Supporters of Egypt's President Morsi wave their national flag as they celebrate in front of the Egyptian high court
Supporters of Egypt's President Mohamed Morsi wave their national flag as they celebrate in front of the Egyptian high court in Cairo. Hundreds turned out on Thursday in support of Morsi's new declaration granting him sweeping powers, as a rival protest criticised "the making of new dictator." © Gianluigi Guercia - AFP
Supporters of Egypt's President Morsi wave their national flag as they celebrate in front of the Egyptian high court
AFP
Last updated: November 22, 2012

Rival protests as Morsi grants himself sweeping powers

Hundreds turned out on Thursday in support of Egyptian President Mohamed Morsi's new declaration granting him sweeping powers, as a rival protest criticised "the making of new dictator."
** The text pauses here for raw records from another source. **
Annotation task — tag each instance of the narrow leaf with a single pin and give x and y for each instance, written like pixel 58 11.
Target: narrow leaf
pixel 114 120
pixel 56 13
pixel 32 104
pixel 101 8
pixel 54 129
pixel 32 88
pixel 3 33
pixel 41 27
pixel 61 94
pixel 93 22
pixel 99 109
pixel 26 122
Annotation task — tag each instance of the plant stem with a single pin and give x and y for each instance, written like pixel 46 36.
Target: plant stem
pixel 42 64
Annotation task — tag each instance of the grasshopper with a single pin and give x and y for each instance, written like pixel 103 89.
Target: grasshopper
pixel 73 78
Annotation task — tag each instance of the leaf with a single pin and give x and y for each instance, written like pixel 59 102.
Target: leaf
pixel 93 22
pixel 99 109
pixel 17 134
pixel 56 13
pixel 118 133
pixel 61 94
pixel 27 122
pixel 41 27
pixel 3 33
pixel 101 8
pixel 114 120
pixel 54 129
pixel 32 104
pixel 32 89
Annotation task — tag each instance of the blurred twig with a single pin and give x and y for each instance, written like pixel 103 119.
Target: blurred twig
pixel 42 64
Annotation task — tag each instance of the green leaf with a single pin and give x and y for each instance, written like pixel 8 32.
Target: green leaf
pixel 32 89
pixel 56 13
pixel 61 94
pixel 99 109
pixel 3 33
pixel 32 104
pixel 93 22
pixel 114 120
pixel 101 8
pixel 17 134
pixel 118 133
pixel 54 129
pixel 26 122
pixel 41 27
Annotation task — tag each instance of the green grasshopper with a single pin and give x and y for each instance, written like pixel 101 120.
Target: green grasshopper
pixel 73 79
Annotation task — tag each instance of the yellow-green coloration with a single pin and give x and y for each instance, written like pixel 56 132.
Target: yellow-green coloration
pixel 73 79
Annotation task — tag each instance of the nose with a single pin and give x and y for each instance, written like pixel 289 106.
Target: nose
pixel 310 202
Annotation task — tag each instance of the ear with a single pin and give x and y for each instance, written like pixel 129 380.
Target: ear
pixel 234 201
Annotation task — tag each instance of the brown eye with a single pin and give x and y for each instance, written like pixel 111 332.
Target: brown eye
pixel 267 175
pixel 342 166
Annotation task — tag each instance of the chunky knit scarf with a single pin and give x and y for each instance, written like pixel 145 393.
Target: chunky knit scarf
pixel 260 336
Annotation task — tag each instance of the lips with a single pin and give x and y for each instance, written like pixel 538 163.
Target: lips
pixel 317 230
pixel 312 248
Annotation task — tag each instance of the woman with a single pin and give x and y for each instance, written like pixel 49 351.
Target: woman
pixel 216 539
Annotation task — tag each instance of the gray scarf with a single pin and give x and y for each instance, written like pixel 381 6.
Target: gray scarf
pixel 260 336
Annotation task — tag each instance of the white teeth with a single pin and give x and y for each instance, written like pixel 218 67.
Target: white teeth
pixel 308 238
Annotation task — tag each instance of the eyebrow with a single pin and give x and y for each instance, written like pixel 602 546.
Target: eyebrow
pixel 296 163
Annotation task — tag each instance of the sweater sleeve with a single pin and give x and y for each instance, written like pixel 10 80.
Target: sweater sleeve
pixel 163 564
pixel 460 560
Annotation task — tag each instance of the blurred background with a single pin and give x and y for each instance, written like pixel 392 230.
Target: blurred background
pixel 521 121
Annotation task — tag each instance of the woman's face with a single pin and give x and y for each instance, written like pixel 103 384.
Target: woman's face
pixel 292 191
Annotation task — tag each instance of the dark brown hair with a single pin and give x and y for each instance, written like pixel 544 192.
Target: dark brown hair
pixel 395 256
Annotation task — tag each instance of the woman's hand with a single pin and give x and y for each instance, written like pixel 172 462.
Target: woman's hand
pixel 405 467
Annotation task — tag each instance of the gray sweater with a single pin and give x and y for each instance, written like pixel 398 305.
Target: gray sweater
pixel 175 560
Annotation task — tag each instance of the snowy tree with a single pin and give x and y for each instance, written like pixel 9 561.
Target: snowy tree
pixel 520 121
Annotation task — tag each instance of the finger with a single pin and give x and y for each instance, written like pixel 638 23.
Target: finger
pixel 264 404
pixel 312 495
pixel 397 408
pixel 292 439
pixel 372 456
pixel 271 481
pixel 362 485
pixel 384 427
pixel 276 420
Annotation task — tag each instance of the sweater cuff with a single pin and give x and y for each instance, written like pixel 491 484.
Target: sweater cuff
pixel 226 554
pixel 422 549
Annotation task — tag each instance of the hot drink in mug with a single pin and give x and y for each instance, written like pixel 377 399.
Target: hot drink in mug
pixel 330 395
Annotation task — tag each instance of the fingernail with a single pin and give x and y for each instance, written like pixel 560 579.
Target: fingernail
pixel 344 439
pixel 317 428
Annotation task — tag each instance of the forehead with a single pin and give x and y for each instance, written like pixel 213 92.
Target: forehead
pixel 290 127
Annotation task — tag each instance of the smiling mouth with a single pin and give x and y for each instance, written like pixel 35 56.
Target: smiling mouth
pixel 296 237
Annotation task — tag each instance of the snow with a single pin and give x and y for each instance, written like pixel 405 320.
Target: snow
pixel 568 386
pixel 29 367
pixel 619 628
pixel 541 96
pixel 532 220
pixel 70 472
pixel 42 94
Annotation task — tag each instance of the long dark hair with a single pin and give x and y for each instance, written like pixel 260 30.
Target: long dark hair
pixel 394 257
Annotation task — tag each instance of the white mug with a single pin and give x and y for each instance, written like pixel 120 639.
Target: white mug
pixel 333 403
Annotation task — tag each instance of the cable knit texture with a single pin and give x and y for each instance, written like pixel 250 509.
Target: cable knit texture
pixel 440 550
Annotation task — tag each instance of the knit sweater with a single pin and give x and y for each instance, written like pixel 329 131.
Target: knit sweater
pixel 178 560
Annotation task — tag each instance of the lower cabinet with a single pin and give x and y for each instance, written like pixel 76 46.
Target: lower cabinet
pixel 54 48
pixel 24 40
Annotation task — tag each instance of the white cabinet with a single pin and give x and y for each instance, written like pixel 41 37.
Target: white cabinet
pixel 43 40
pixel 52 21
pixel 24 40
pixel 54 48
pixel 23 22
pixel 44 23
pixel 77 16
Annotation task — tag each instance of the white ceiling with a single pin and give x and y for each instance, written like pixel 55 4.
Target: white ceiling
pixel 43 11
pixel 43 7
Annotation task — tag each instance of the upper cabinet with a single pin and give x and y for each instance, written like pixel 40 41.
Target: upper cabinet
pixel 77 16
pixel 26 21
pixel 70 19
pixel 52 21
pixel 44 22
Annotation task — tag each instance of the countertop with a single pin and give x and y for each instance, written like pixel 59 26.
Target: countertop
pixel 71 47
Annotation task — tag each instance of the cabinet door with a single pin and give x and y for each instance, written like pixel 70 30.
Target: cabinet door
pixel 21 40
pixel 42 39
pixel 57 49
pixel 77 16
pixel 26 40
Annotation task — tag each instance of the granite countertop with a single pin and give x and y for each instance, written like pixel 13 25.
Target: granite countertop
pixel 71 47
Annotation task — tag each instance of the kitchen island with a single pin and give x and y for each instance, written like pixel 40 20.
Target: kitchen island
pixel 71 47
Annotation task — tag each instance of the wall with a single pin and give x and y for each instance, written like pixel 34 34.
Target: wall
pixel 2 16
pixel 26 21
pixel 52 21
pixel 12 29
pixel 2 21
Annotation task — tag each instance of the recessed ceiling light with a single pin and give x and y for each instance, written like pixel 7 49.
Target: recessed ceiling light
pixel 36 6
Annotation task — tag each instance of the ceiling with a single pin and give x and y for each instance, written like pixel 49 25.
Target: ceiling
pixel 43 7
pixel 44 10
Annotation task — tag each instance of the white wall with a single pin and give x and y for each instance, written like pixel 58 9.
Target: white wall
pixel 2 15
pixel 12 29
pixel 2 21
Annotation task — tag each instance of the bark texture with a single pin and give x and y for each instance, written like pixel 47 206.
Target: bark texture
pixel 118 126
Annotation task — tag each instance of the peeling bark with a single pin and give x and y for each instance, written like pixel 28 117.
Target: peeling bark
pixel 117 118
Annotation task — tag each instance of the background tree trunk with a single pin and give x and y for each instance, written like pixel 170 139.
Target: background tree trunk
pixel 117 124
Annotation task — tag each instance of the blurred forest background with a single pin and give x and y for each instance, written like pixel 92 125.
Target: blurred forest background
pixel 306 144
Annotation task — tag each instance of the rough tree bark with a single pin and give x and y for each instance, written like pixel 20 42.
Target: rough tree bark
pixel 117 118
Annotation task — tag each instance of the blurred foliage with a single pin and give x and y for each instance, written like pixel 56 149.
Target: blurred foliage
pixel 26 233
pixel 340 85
"The people want the cleansing of the judiciary," chanted hundreds of Islamist protesters, who had gathered outside the High Court three hours before Morsi had even made his announcement.

The new declaration allows the president to "issue any decision or measure to protect the revolution," according to the text.

Morsi also ordered the reopening of investigations, and retrials, in cases of the killing of protesters during the uprising that ousted president Hosni Mubarak.

"I am here to celebrate the president's decisions," said Mahmud Abbas, 29. "I am really happy. The decisions are pro-revolution."

They "will bring justice to the martyrs and will hold the corrupt accountable," said Mahmud Sultan, among the crush of protesters in central Cairo.

But a few kilometres (miles) away in Mohammed Mahmud street, the scene of four days of clashes between police and protesters, there were vocal denunciations of Morsi's declaration.

"We didn't have an uprising so that we put in place another dictator," said a furious Khaled Ali.

"He's not just a pharaoh, he thinks he's God," said Ali.

"Justice will only come when Mohamed Morsi leaves," said Alaa Zaghloul, carrying a sign that read "Mohamed Morsi Mubarak."

The decision will once again pit Islamists against secularists and comes on the eve of planned protests in Tahrir Square to demand justice for hundreds who died during the 2011 uprising.

Morsi, who hails from the powerful Muslim Brotherhood, is the first elected president since the popular uprising that toppled Mubarak last year.